Finalmente la Sea Watch ha potuto attraccare e i 47 migranti sono stati fatti sbarcare.
Sarebbe dovuto accadere molto prima, se il governo avesse rispettato la legge. Ma andiamo per punti.

🔴 L’accesso al porto può essere negato solo se sussistono gravi rischi per l’ordine pubblico o per la salute dei cittadini.

🔴 Nei colloqui che le nostre delegazioni di parlamentari hanno avuto in questi giorni a Siracusa con le autorità di sicurezza ci è stato più volte ripetuto che non c’erano rischi per l’ordine pubblico.

🔴 Oggi è arrivata la risposta del Ministero della Salute a una nostra interrogazione sulla condizione sanitaria della nave, una risposta che precisa come l’assenza di ogni rischio fosse chiara da giorni.

🔴 Quindi Salvini ha tenuto ancora una volta senza alcuna ragione, e in violazione della legge, 47 migranti in ostaggio. E con loro l’equipaggio della Sea Watch.

🔴 Pochi minuti fa le agenzie hanno battuto le ultime dichiarazioni del ministro: Salvini accusa Sea Watch di non essere andata in Tunisia. Ormai da giorni Sea Watch ha dimostrato di aver chiesto alla Tunisia un porto dove trovare riparo e di non avere ottenuto ascolto. Salvini lo sa ovviamente. Ma preferisce mentire, per alimentare una narrazione che criminalizza le Ong.

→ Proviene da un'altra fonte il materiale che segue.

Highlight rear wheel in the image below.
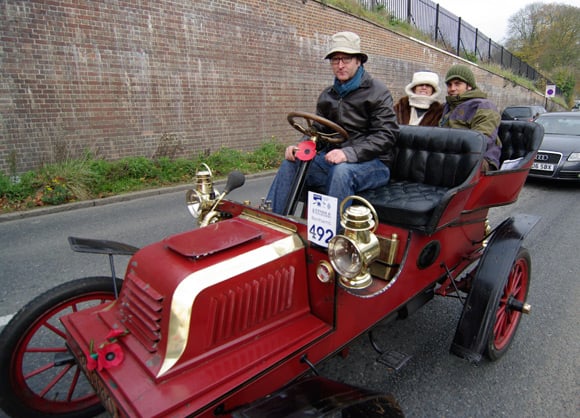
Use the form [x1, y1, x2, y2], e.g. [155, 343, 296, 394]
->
[0, 277, 122, 418]
[485, 247, 532, 361]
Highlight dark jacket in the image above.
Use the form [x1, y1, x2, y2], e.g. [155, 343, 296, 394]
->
[440, 89, 501, 169]
[316, 71, 399, 167]
[394, 96, 443, 126]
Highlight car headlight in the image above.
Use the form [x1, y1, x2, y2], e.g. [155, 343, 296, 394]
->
[328, 196, 380, 289]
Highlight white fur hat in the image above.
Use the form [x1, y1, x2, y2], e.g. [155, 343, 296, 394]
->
[405, 71, 441, 96]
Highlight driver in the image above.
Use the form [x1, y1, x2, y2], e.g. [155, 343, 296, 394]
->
[267, 32, 399, 214]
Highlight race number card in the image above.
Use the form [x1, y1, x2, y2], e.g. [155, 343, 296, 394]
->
[308, 191, 338, 247]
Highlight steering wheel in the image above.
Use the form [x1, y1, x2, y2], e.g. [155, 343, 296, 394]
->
[288, 112, 348, 144]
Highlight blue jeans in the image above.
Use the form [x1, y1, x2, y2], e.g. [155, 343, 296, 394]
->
[267, 152, 390, 214]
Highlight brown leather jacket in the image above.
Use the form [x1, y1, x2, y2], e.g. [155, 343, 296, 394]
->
[316, 71, 399, 167]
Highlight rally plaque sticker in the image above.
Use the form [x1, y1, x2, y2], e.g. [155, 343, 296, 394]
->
[308, 191, 338, 247]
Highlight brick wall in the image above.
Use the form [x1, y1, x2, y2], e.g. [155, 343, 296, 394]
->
[0, 0, 543, 173]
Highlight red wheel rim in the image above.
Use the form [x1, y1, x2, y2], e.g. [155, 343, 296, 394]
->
[493, 257, 529, 351]
[10, 291, 115, 414]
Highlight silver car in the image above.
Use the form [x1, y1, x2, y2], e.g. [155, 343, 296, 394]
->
[529, 112, 580, 181]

🔴 Ong alle quali dichiara di volere sigillare le acque del nostro paese.
Perché evidentemente per lui se salvi chi rischia di morire devi essere perseguitato. Se invece da ministro violi la legge il parlamento ti deve salvare evitandoti il processo.

🔴 Di Maio, Conte e Toninelli ogni giorno ribadiscono che le scelte di Salvini sono state assunte collegialmente da tutto il governo e che loro le condividevano. Quindi il M5S ha condiviso la scelta di violare ripetutamente la legge a danno dei diritti di decine di esseri umani in difficoltà. E condivide la criminalizzazione di chi salva vite umane.

Questi i fatti.
Raccontiamoli senza farci spaventare da chi semina odio e bugie. E non dimentichiamo mai di dire grazie a chi, come le donne e gli uomini della Sea Watch, mette ogni giorno la propria vita al servizio degli altri.